Does anyone have any idea on how to understand this formula:

H1 +H2 =F1 +F2 +T1 +T2

Trying to get a full picture "where din formula is coming from" and how it is driven from the applicable virtual conditions boundaries.

 

[drawoh]

aniiben,

Here is how I do it. Click on the section on GD&T Positional Tolerances.

You are sticking round objects through round holes. The holes are located by postional tolerances.

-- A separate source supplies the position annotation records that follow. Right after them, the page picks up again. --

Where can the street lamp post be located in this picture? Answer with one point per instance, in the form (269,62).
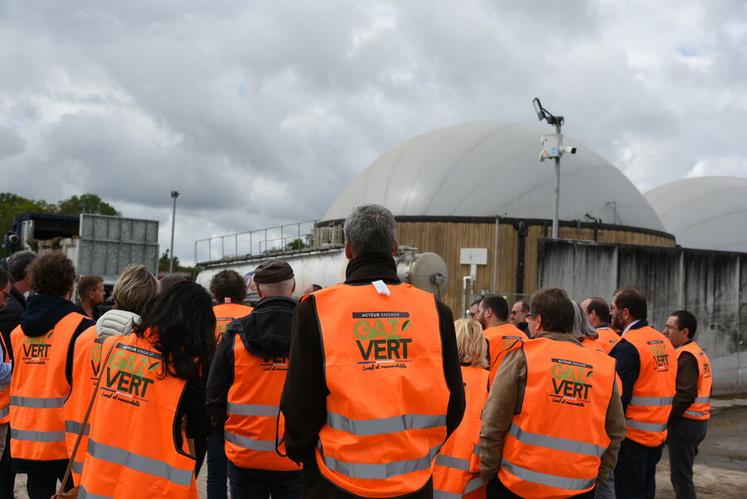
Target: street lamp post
(174,195)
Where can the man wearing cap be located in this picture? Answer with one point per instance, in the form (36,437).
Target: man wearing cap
(374,386)
(244,387)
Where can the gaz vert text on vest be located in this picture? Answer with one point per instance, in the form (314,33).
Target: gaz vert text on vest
(383,366)
(700,409)
(132,450)
(651,403)
(38,389)
(553,447)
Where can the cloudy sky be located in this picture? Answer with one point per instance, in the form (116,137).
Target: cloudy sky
(260,112)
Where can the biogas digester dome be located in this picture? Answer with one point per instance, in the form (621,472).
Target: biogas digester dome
(481,185)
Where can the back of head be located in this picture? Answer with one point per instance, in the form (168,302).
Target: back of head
(183,318)
(53,274)
(471,344)
(371,229)
(555,309)
(633,300)
(228,286)
(498,305)
(19,264)
(135,289)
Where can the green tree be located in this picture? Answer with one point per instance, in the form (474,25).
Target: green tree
(85,203)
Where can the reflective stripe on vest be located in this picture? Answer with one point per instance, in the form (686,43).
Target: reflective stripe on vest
(139,463)
(384,425)
(557,482)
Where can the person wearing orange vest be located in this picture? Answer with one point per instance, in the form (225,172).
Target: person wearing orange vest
(492,313)
(598,314)
(42,374)
(244,387)
(553,421)
(229,291)
(457,471)
(149,429)
(133,293)
(691,409)
(374,386)
(646,366)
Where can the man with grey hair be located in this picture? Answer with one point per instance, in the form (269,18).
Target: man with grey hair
(374,385)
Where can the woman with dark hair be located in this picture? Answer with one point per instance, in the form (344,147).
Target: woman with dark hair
(149,433)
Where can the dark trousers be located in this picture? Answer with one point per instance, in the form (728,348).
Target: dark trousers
(635,473)
(7,475)
(496,490)
(217,472)
(260,484)
(682,441)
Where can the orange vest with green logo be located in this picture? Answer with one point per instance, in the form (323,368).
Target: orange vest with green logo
(253,409)
(648,411)
(5,393)
(225,313)
(38,390)
(132,451)
(387,402)
(501,338)
(700,410)
(86,366)
(457,471)
(553,447)
(608,338)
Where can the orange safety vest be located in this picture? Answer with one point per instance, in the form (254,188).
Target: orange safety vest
(131,451)
(457,471)
(700,410)
(387,402)
(87,360)
(253,406)
(38,390)
(5,393)
(501,338)
(648,411)
(225,313)
(608,338)
(553,447)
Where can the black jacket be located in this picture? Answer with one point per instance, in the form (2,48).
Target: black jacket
(304,401)
(42,313)
(265,332)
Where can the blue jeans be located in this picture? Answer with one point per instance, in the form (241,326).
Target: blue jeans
(259,484)
(216,482)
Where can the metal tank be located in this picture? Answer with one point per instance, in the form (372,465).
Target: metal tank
(427,271)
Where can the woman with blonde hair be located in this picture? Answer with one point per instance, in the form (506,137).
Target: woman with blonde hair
(457,468)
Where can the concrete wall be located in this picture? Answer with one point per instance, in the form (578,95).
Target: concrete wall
(711,284)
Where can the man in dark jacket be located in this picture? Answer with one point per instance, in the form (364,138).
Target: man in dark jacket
(244,387)
(370,243)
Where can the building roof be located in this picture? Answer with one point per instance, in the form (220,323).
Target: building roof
(487,169)
(704,212)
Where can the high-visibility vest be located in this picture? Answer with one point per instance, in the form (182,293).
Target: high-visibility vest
(38,390)
(387,402)
(5,393)
(86,365)
(253,408)
(132,451)
(501,338)
(700,409)
(608,338)
(457,471)
(553,447)
(225,313)
(648,411)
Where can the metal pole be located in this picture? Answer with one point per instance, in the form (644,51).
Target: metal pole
(174,195)
(556,216)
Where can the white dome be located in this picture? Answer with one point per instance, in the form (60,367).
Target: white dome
(704,212)
(486,169)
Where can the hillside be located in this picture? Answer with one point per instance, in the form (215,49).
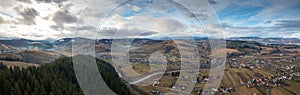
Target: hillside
(31,56)
(56,78)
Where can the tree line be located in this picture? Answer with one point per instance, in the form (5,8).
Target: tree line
(56,78)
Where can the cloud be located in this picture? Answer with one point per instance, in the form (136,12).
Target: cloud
(1,20)
(62,17)
(28,16)
(213,2)
(25,1)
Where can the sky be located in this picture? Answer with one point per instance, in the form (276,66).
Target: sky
(55,19)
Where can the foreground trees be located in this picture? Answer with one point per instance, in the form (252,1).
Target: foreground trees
(56,78)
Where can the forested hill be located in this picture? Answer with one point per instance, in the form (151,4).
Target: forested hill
(56,78)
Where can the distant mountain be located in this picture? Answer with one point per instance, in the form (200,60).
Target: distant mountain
(27,44)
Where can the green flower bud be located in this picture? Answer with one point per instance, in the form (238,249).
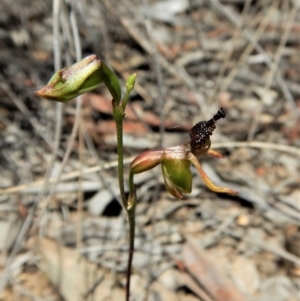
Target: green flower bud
(79,78)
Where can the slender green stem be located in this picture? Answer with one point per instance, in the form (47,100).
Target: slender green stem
(130,204)
(131,220)
(118,116)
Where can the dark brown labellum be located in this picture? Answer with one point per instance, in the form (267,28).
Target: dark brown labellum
(203,130)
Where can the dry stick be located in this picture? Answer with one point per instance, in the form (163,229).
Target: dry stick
(176,71)
(226,60)
(247,34)
(263,24)
(24,110)
(26,225)
(77,45)
(75,126)
(274,65)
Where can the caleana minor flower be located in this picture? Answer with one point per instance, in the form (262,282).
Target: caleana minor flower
(176,161)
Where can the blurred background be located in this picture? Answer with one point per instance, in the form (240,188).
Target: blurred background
(63,231)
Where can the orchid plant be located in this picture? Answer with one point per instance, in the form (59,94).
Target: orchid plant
(175,161)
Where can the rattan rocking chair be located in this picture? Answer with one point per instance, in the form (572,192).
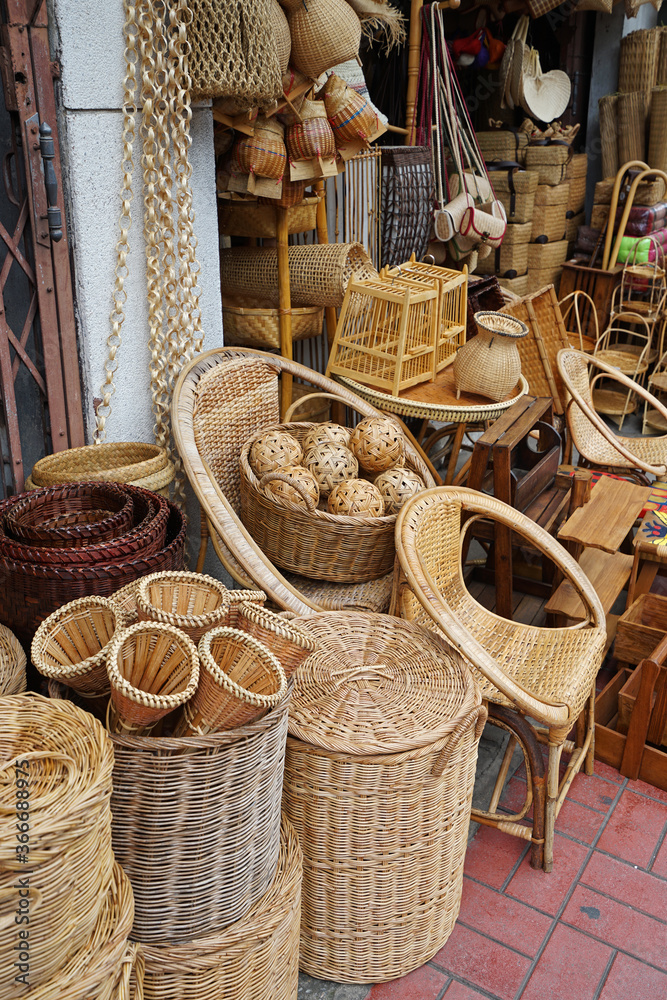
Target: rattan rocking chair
(597,445)
(540,682)
(221,398)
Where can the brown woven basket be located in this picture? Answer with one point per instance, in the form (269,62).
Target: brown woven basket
(60,788)
(12,663)
(71,516)
(240,681)
(257,958)
(192,602)
(319,274)
(71,645)
(288,643)
(378,783)
(153,669)
(314,543)
(259,326)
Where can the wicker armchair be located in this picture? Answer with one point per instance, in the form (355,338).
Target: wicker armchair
(221,398)
(597,445)
(540,682)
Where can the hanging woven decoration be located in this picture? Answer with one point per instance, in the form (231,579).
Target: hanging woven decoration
(156,47)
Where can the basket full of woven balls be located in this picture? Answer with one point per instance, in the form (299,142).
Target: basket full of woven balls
(321,499)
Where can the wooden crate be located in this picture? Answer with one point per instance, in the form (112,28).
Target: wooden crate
(610,743)
(641,628)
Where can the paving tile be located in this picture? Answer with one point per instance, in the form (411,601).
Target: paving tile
(547,892)
(618,925)
(634,828)
(630,978)
(508,921)
(579,821)
(425,983)
(492,855)
(483,963)
(627,884)
(570,967)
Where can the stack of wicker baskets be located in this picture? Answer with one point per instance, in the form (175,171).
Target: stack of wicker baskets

If the round objects are classified as screws (they could be press-fit pins or fabricated features), they are located by positional tolerances too.



--
JHG

 

[pmarc]

aniiben,

Here is my take on how the B.6 formula could be derived.

https://files.engineering.com/getfi...c-81e2-6deb5f0752be&file=coaxial_features.JPG

Notice that this is nice example of a case where simple comparison of extreme boundaries/virtual conditions (for datum features and toleranced features) doesn't work. It is all because the MMB size of datum feature A of the pocket (20.0) doesn't equal the MMB size of datum feature A of the pin (19.89).

 

[3DDave]

Consider if H1 and F1 are exactly aligned/coaxial.

Then H2 - F2 = T1, which is the maximum diametral clearance between the features under those conditions.

Now consider if H2 and F2 are exactly aligned/coaxial.

Then H1 - F1 = T2, which is the maximum diametral datum shift under those conditions.

Add the equations to account for both conditions:

H1 + H2 - F1 - F2 = T1 + T2 and then rearrange a bit

H1 + H2 = F1 + F2 + T1 + T2.

The following restrictions apply:
H1, H2, F1, and F2 are the MMC diameters (in the Appendix)
H1 >= F1 (not explicit in the Appendix)
H2 >= F2 (not explicit in the Appendix)

 

[aniiben]

Thank you pmarc. I appreciate your help

Thank you 3DDave. Thank you for your support.

 

[aniiben]

Also, last but not least
Thank you drawoh for the additional material for GD&T training materials "Calculating Locational Tolerances"